Today in philosophy, many post-modern philosophers posit that reality is just a construction of language. That chairs and tables do not exist for example, because they refer to simply objects humans have identified to be the same object exihibting the same behaviour. Here we make two major assumptions 1) We separate out the chair from everything else around it seeing it a separate object and 2) We assume it is the same object enduring every moment because it seems to exhibits the same behaviour.
People like Asuri hate us philosophers because we philosophers point out the obvious assumptions they swear by. Physical scientists particularly hate postmodern philosophers because postmodern philosophers point out the assumptions they make. But what people like Asuri cannot negate is that these observations are pointed out by some of the greatest philosophers of all time.
The philosophers of the Upanishads first pointed out how everything was just name and form(nama, rupa) That is whatever object we isolate from perception is just a differentiate of a form in our perception based on our linguistic identification of it as as object exhibiting the same behaviour. In the Chandogya Upanishad, when Narada approaches Sanatkumara on how he has knowledge of everything but no contentment, Santakumara answers him, "All you know is name and form" When Narada inquires about anything beyond name and form, Sanatkumara responds, "Speech precedes name and form" This dialogue goes on for a dozen more categories before Brahman is reached as the ultimate reality.
Buddha pointed out that nothing ever endures, that everything is incessant change.
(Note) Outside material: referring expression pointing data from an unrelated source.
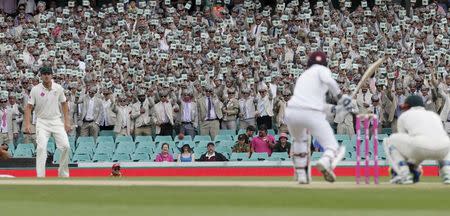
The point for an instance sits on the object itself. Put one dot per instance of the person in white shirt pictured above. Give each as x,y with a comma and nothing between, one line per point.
307,110
46,99
247,109
421,136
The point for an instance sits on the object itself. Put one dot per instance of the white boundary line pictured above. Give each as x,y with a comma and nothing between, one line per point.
190,183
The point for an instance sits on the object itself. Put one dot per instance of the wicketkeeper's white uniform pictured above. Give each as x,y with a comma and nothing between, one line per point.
421,136
48,122
306,111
The illusion of enduring objects is what causes suffering, for then we cling onto those objects, only to finally realise their transient nature. Buddha also adopted the name and form philosophy of the Upanishads.
Plato also pointed out in his allegory of the caves how taking the world to be real is just an assumption. It could very well be like on the cave walls the dancing of shadows, with an object outside of the world that is casting the shadow.
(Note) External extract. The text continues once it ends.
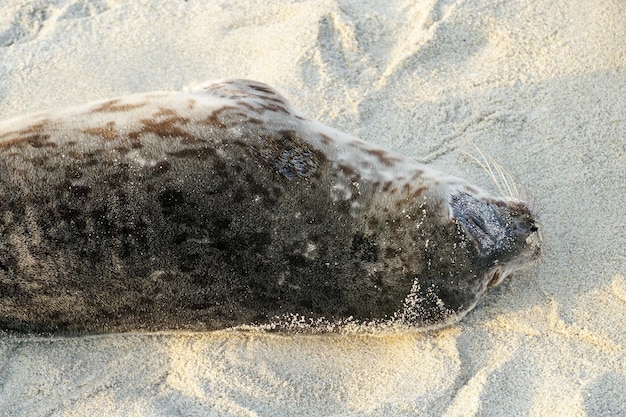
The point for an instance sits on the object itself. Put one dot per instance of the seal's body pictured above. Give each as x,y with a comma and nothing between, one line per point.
223,206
Bishop George Berkely pointed out in his critique of Descartes dualist philosophy, how the splitting of reality into a subjective and objective component was an assumption, it could just as be possible that the subjective and objective are both within the mind itself and all of reality just a mind-stuff. The notion of there being two separate universal substances is just an assumption.
David Hume pointed out the obvious assumption we make that an object is enduring just because it seems to look the same. He famously asked whether anything continues to exist when we are not looking at it, and how can we be certain it does. Perhaps it momentarily goes out of existence and comes back. Perhaps it goes out of existence and is replaced by something else.
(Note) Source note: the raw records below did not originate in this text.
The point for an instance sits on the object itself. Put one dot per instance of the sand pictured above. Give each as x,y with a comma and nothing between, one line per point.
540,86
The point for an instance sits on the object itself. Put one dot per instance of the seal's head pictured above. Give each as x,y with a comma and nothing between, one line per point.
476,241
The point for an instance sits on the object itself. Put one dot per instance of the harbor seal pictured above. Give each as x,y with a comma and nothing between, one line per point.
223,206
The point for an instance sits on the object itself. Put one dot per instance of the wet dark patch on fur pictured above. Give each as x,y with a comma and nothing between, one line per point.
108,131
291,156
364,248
Immanuel Kant pointed out that our obvious assumption of the world being completely objective with us just passive receivers of sense impressions from it is an assumption. Rather, it was clear to Kant that the world was a construction within the mind itself, where sense impressions are received by the noumenal level of reality and then phenomena constructed by the ordering categories of the mind(more or less confirmed by neuroscience today)
Arthur Schopenhauer pointed out how the world was a representation of intentions. Kant's noumenon was actually desire. As long desire as remained, the need for constructing objects remained, and as long as this process continued one was going to suffer because objects are not real.
Quantum physics have proved how matter really is an undifferentiated and inseparable whole, until it is observered and the very act of observation causes this undifferentiated and inseparable whole to seem to be made out of differentiated and separable things in time and space.
People like Asuri hate us because we dare to bring into question the most obvious assumptions they make about reality and successfully show that they are assumptions.